Instructions
- Prepare the duck: Remove giblets and neck from the duck. Pat the duck dry inside and out with paper towels. Prick the duck skin all over with a fork or skewer, being careful not to pierce the meat.
- Marinate the duck: In a small bowl, whisk together all Marinade ingredients. Rub the marinade all over the duck, inside and out. Place the duck on a rack in a roasting pan and refrigerate, uncovered, for at least 2 hours, or preferably overnight, to dry out the skin.
- Roast the duck: Preheat oven to 325°F (160°C). Place the duck, breast-side up, on a rack in a roasting pan. Roast for 1 hour.
- Increase oven temperature to 400°F (200°C). Roast for another 45-60 minutes, or until the skin is golden brown and crisp, and the internal temperature reaches 165°F (74°C) in the thickest part of the thigh.
- Prepare the broiling glaze: While the duck is roasting, combine honey and water in a small saucepan. Heat gently until the honey dissolves. Brush this glaze over the duck during the last 15-20 minutes of roasting for extra shine and crispiness.

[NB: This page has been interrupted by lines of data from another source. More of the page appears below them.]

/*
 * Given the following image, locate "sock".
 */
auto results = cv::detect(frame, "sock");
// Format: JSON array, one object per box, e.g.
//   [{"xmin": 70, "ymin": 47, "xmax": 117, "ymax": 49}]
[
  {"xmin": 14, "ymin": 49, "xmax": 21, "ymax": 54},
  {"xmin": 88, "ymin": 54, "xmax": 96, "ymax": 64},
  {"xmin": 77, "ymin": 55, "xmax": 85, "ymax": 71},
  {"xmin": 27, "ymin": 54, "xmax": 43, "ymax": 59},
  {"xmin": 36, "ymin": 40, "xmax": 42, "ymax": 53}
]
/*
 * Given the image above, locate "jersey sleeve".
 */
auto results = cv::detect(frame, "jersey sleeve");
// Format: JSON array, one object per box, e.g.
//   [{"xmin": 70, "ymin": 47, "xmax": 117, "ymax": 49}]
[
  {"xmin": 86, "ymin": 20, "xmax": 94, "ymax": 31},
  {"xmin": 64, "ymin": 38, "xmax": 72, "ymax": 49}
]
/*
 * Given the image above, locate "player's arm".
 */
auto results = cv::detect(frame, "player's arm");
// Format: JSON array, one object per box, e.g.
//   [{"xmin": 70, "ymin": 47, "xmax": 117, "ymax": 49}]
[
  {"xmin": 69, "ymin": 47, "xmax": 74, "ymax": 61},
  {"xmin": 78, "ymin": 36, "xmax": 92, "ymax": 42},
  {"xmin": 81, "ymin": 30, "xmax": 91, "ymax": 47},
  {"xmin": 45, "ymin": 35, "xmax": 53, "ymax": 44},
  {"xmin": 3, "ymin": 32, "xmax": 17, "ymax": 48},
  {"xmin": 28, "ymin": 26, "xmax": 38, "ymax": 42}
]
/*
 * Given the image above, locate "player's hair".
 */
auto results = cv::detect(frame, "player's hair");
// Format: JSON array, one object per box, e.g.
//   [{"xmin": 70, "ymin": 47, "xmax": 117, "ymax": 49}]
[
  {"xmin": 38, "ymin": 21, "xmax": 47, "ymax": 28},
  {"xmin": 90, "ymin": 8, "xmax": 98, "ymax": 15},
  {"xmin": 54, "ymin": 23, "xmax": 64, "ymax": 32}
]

- Rest and carve: Once roasted, let the duck rest for 15-20 minutes before carving.
- Prepare serving components: Warm the mandarin pancakes according to package instructions. Set out hoisin sauce, sliced scallions, and julienned cucumber in small bowls.
- Assemble: To serve, place a portion of carved duck skin and meat onto a pancake. Top with hoisin sauce, scallions, and cucumber. Roll up and enjoy.